4th arrondissement, CMP - 55, rue des Francs-Bourgeois

"On January 30, a family set a new record by reclaiming jewellery left 54 years before by a relative in exchange for a loan from the Crédit Municipal de Paris. The interest on the loan was paid by the family every year from the start." Le Monde, February 1-2, 2003

Prêts sur Gages, "loans in return for pledges" (and we don't mean The Pledge à l'irlandaise), now there's an offer you can't refuse. The Crédit Municipal de Paris (CMP), safely ensconced in the Marais, is the symbol of a certain French sophistication in financial matters, for they have managed to disguise what is basically a pawnbroker as a bank.

The CMP comes under the authority of the City of Paris, which means that until March 2001 it was at the centre of jobs-for-the-boys and misuse of funds scandals during the controversial reign of that quintessential Corsican, Jean Tiberi. But that is all finished now…. or so the holier-than-thou Socialists that run Paris these days would have us believe.
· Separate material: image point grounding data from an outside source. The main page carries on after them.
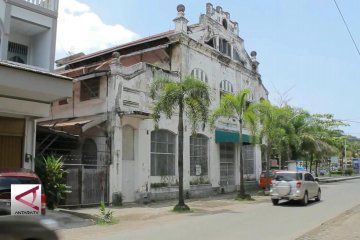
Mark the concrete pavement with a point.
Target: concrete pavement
(133, 213)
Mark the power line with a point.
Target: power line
(347, 27)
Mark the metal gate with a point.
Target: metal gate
(227, 164)
(89, 184)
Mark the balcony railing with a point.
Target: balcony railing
(48, 4)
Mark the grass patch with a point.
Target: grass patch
(101, 222)
(246, 197)
(181, 208)
(182, 211)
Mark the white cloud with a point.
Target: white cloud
(81, 30)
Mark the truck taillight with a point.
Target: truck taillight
(43, 204)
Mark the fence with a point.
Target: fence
(89, 184)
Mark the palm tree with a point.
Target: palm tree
(236, 106)
(188, 96)
(273, 131)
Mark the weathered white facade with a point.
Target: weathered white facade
(27, 86)
(143, 159)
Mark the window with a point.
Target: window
(288, 177)
(225, 23)
(127, 143)
(211, 42)
(162, 153)
(249, 159)
(198, 155)
(63, 101)
(89, 89)
(199, 74)
(226, 87)
(236, 56)
(309, 177)
(17, 52)
(89, 152)
(225, 47)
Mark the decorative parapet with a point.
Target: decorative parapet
(51, 5)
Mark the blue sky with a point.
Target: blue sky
(305, 52)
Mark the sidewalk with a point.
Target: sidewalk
(134, 215)
(136, 212)
(345, 227)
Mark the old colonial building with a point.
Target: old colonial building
(28, 85)
(110, 111)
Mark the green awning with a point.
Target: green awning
(225, 136)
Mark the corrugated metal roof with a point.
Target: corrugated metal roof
(129, 44)
(32, 69)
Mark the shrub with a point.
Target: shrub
(52, 175)
(105, 217)
(348, 171)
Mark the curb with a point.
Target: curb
(338, 179)
(78, 214)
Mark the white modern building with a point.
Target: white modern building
(110, 110)
(27, 84)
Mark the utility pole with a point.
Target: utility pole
(345, 153)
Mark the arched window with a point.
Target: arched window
(198, 155)
(89, 152)
(249, 159)
(199, 74)
(127, 143)
(162, 153)
(236, 55)
(211, 42)
(226, 87)
(224, 23)
(225, 47)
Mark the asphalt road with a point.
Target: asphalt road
(254, 221)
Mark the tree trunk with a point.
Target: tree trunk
(267, 175)
(242, 193)
(181, 206)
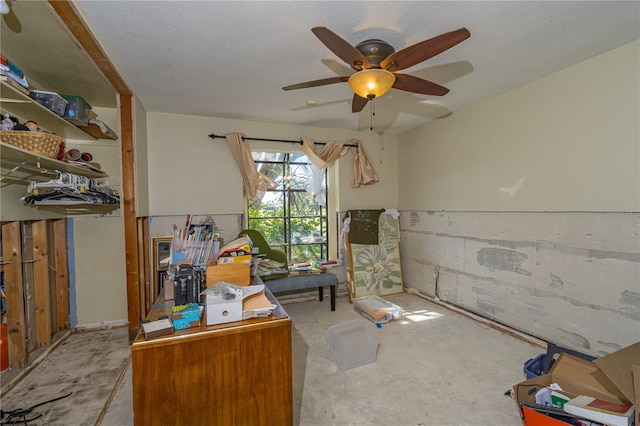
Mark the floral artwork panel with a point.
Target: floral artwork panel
(377, 267)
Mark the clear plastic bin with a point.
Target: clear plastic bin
(50, 100)
(351, 344)
(77, 111)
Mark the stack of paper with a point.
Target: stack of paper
(257, 306)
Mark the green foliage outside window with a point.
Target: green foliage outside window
(288, 216)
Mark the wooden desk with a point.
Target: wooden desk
(228, 374)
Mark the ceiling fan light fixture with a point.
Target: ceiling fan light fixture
(371, 83)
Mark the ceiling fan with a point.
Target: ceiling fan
(376, 63)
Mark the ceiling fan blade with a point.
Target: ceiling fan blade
(422, 51)
(358, 103)
(413, 84)
(341, 48)
(314, 83)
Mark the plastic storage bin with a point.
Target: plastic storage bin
(77, 111)
(50, 100)
(351, 344)
(535, 366)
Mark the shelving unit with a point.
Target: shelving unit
(20, 159)
(17, 103)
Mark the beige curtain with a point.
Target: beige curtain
(329, 153)
(363, 172)
(254, 182)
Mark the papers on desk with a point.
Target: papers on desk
(157, 328)
(228, 302)
(257, 306)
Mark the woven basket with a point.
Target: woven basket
(42, 143)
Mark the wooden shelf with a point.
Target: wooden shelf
(32, 161)
(17, 103)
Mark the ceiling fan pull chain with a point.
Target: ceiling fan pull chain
(373, 112)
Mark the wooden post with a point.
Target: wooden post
(16, 329)
(41, 283)
(61, 267)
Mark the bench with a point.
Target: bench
(305, 282)
(283, 282)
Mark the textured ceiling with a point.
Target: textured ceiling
(231, 59)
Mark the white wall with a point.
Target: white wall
(525, 208)
(191, 173)
(140, 158)
(566, 142)
(100, 276)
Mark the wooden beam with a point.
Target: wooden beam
(70, 18)
(41, 283)
(84, 38)
(61, 267)
(16, 328)
(129, 214)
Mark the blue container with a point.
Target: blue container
(535, 366)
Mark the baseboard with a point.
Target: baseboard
(495, 325)
(102, 325)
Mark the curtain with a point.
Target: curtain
(363, 173)
(254, 183)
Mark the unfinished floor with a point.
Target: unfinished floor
(434, 367)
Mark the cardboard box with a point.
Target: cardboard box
(235, 259)
(234, 273)
(609, 378)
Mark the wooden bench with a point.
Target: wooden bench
(305, 282)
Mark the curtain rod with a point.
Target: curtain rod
(214, 136)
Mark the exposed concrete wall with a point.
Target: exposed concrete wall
(572, 279)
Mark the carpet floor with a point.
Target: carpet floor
(433, 366)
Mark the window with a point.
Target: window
(290, 217)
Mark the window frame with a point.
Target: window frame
(288, 245)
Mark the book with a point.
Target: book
(615, 414)
(15, 84)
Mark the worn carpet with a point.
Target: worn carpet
(85, 366)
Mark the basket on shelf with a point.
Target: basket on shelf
(43, 143)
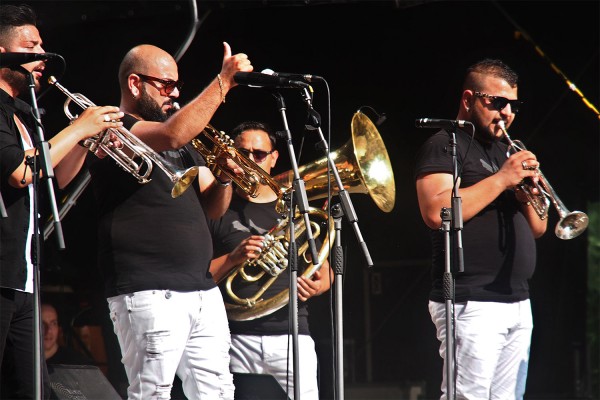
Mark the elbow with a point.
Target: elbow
(432, 221)
(538, 232)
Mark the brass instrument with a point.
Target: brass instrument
(571, 223)
(362, 163)
(212, 144)
(361, 172)
(142, 157)
(271, 262)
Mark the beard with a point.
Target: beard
(149, 109)
(19, 81)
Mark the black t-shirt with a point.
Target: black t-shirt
(241, 220)
(68, 356)
(147, 239)
(13, 228)
(499, 247)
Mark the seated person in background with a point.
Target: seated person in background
(54, 352)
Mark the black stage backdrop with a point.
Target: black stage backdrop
(405, 59)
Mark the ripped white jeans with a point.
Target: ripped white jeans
(162, 333)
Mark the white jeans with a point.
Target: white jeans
(273, 355)
(163, 333)
(492, 342)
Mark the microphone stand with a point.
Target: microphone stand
(43, 148)
(3, 213)
(346, 208)
(302, 200)
(338, 263)
(451, 221)
(345, 201)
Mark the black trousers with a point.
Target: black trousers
(17, 346)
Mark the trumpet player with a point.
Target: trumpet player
(263, 345)
(492, 311)
(155, 251)
(18, 145)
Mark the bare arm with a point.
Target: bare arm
(188, 122)
(434, 192)
(316, 285)
(65, 155)
(215, 197)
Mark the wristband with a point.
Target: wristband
(224, 184)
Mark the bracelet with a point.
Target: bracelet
(224, 184)
(221, 88)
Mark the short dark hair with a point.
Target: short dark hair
(254, 125)
(489, 67)
(12, 16)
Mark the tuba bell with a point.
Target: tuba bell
(362, 163)
(361, 171)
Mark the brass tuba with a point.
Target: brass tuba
(211, 144)
(361, 170)
(139, 162)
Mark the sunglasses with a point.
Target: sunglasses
(259, 155)
(168, 85)
(500, 102)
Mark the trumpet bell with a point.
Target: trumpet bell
(362, 163)
(572, 225)
(183, 179)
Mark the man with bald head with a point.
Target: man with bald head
(155, 250)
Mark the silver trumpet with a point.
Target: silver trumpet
(140, 162)
(571, 223)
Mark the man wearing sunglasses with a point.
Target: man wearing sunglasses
(155, 250)
(263, 345)
(491, 306)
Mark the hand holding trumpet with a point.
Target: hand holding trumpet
(518, 167)
(94, 120)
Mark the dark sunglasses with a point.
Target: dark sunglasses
(168, 85)
(500, 102)
(259, 155)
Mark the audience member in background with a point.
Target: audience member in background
(54, 351)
So the CMP now gets on with the serious business of lending money in return for custody of precious objects. There are 18 other crédit municipaux throughout France and they, like their near-equivalent in Vienna, the Dorotheum, do a roaring trade. One apocryphal (?) story would have us believe that the origin of the CMP's nickname, Ma Tante, goes back to the Prince of Joinville, the third son of Louis-Philippe, king of the French from 1830 to 1848. Unwilling to admit that he had pawned a gold watch his mother had given him to pay off his gambling debts, he claimed to have forgotten it at his aunt's place. Interestingly, the euphemism for those who had fallen on hard times in 18th-century Vienna was "going to visit Aunt Dorothy".

In fact, the origins of the Crédit Municipal go back to 15th century Italy when a monk called Bernabé di Terni founded the first monte di pietà to lend money to poor people and thus keep them out of the clutches of loan sharks. But entrepreneurial spirit in France comes out badly from a comparison with Italy, where one of the original monti di pietà, the Monte dei Paschi di Siena, has managed to become one of the top 10 banks in the country. Though it is also true that Italy did not have to endure French Revolutionaries, who - among many other misdeeds - managed to close down the Crédit Municipal for a time.